El la cogió rudamente y tomó sus labios en un largo beso que la dejó sin aliento, mientras se oía el agudo silbido de la locomotora. Murmuró junto a sus labios:

– ¡Kira… mi único amor… te quiero… te quiero tanto! Y subió al estribo mientras el tren se ponía en marcha, desapareció y no se asomó a la ventanilla.
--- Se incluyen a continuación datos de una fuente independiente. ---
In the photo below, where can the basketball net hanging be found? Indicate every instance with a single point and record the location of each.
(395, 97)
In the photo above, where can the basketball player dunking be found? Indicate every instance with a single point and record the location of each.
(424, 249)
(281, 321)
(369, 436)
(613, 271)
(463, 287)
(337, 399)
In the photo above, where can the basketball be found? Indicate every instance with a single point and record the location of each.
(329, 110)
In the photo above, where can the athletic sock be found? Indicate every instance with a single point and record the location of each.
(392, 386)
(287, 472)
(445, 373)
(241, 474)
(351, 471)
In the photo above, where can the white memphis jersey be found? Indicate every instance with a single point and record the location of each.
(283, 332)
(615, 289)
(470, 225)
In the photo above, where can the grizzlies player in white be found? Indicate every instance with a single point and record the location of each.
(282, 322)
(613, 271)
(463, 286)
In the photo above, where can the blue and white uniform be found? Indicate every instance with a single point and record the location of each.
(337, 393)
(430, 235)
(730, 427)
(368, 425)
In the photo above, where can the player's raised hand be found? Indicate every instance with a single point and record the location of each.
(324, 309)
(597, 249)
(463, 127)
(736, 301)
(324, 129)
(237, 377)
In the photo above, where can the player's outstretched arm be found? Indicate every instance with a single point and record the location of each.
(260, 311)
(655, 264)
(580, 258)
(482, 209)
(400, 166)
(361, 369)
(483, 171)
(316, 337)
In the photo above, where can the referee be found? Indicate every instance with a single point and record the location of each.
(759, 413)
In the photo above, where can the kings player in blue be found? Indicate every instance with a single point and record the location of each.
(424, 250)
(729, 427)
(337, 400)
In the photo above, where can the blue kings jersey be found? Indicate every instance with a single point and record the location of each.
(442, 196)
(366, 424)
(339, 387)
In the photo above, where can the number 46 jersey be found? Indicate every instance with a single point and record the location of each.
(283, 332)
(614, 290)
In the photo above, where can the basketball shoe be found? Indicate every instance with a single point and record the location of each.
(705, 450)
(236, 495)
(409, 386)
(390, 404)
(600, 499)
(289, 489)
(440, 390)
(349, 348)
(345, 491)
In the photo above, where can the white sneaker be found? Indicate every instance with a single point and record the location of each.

Ella se quedó inmóvil, oyó el ruido de las cadenas de hierro que se arrastraban, el estridor de las ruedas sobre los rieles, el jadeo de la locomotora, cada vez más lejano; vio subir lentamente el blanco humo bajo la armadura de acero del techo de la estación. De pronto pasaron por delante de ella los cuadros amarillos de las ventanillas. La estación olía a desinfectante. Una bandera roja descolorida colgaba de una viga de hierro. Las ventanillas corrían cada vez más de prisa, confundiéndose en una cinta de luz amarilla. No había más que acero, vapor y humo, y, debajo de un arco, muy lejos, un pedazo de cielo negro como un abismo.

De pronto Kira comprendió que el tren corría, que Leo iba en él y que el tren se estaba alejando de ella. Y algo más fuerte que el terror, algo inmenso, inconmensurable, algo que no era un sentimiento humano, se apoderó de ella. Echó a correr. Se cogió a una agarradera. Quería detener el tren; algo enorme e implacable se movía por encima de ella; hubiera debido detenerlo, pero no podía. Se sentía proyectaba hacia adelante; estuvo a punto de caerse, de rodar por el andén. Un robusto soldado que llevaba un gorro caqui, en el que campeaba una estrella roja, la cogió por los hombros, la hizo soltar la agarradera y la arrojó lejos del tren, dándole un codazo en el pecho. Y luego le chilló: -¿Qué está usted haciendo, ciudadana?